In 1929, Frida Kahlo married Diego Rivera in a civil ceremony, over her mother's protests. They moved to San Francisco for a year in 1930. It was his third marriage, and he had many affairs, including with her sister Cristina. She, in turn, had affairs, with both men and women. One of her brief affairs was with American painter Georgia O'Keeffe.

In the 1930s, in protest of fascism, she changed the spelling of her first name from Frieda, the German spelling, to Frida, the Mexican spelling.

In 1932, Kahlo and Rivera lived in Michigan, in the United States, where Frida Kahlo miscarried a pregnancy. She immortalized her experience in a painting, Henry Ford Hospital.

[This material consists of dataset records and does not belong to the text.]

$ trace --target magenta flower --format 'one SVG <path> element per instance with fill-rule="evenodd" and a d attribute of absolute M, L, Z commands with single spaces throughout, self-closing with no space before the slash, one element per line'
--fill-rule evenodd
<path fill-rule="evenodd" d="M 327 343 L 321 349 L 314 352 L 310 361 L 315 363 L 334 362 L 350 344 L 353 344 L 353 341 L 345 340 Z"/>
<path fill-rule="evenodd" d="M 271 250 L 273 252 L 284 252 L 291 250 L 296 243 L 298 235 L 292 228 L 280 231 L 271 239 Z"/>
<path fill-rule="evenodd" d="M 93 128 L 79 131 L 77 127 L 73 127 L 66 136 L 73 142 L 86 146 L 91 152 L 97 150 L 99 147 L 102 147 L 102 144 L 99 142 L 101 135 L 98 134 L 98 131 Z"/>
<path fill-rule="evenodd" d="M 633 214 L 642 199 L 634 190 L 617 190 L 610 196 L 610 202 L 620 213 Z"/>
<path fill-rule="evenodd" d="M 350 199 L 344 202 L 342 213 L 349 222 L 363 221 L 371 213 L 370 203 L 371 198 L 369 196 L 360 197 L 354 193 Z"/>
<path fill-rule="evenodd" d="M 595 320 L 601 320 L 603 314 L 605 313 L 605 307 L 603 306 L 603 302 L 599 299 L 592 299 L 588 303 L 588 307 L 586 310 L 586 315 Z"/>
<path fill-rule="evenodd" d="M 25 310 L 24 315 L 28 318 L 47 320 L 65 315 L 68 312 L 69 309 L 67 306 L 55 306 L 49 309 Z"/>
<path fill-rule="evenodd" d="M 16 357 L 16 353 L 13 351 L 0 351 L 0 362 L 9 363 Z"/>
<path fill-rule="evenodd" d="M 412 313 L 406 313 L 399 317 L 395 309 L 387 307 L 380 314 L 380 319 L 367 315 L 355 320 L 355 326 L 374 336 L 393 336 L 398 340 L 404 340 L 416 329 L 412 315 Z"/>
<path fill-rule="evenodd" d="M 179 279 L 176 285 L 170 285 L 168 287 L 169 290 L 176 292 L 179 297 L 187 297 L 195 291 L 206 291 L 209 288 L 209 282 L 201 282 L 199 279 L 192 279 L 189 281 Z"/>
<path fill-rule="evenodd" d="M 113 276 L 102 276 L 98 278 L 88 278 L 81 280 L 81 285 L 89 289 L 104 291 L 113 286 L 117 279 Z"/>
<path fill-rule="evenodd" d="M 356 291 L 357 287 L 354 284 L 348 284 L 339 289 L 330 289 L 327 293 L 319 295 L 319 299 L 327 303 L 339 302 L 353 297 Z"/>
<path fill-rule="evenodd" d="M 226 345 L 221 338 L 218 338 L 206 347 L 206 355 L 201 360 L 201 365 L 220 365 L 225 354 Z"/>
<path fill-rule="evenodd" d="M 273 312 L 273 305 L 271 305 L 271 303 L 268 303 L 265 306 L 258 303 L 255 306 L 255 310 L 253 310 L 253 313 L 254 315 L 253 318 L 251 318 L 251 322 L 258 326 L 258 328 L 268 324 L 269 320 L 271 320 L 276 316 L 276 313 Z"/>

In 1937 through 1939, Leon Trotsky lived with the couple, and she had an affair with him. She was often in pain from her disabilities and emotionally distraught from the marriage, and probably addicted for a long time to painkillers. Kahlo and Rivera divorced in 1939, then Rivera convinced her to remarry the next year. But Kahlo made that marriage contingent on remaining sexually separate and on her financial self-support.

Art Success

Frida Kahlo's first solo show was in New York City, in 1938, after Rivera and Kahlo had moved back to Mexico.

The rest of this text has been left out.